When he was playing with this squad they weren’t doing too well at the start the season as the previous season. Before Melo got to the ball club, the Rockets were ranked number 1 in the Western Conference. After only 10 games with Houston, the team went 5-7 and put mainly all of the blame squarely on Melo’s shoulders. If you tuned in to any sports analysis show they were critiquing Houston by making Melo the focal point of the problems.

Now, of course, it did not help his case when Houston began to start winning after they waived Melo from the team, managing to make it back to the fourth seed in the Western Conference finishing 53-29. Since then, the league has taken little to no interest in the former all-star in giving him another chance in any ball club. In my opinion,  the criticism and reasons I hear as to why they don’t want Melo are not valid.

One of the biggest reasons he gets attacked is because people want to say that Melo does not or has not yet accepted the job of a role player. People say that he is not capable of accepting a lesser role in the scheme of an offense. Yet, in a recent interview on First Take with Stephen A. Smith Melo said, “I went up to Billy Donavan himself and asked him, what do you need me to do?” Melo then begins to explain that “If you sat down with me man to man and said you know what, look what’s best for the team is for you to come off the bench. I probably would’ve fought it a little bit, but  in the end, this is what’s best for the team.”

By that quote alone it is clear to see that he has matured in such a manner that he does not care about his own personal success but rather the overall success of the team. The next thing that Melo gets a lot of flak for is that he is not capable of playing with other all-stars. I could see why some would say this because most of his success came when he was the only superstar in New York. However, if this was true, he wouldn’t have three gold medals. Basketball is such a different sport in the sense that one player can change the success or downfall of the team by their performance alone.

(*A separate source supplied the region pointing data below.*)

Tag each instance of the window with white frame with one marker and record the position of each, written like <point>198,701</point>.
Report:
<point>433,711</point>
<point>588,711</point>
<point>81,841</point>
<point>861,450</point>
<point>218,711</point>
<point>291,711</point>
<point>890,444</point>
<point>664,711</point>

With all of the negativity getting thrown at Melo now, I just hope that he is able to make the cut with a winning team and try to make a run for it. He has never made it to an NBA final to even compete for a chance at a championship. Regardless of the future of Melo, if he decided to retire right now, I believe that he has done enough in the league throughout his career to make it into the Hall of Fame. That is just how much of a monumental player he was and still is.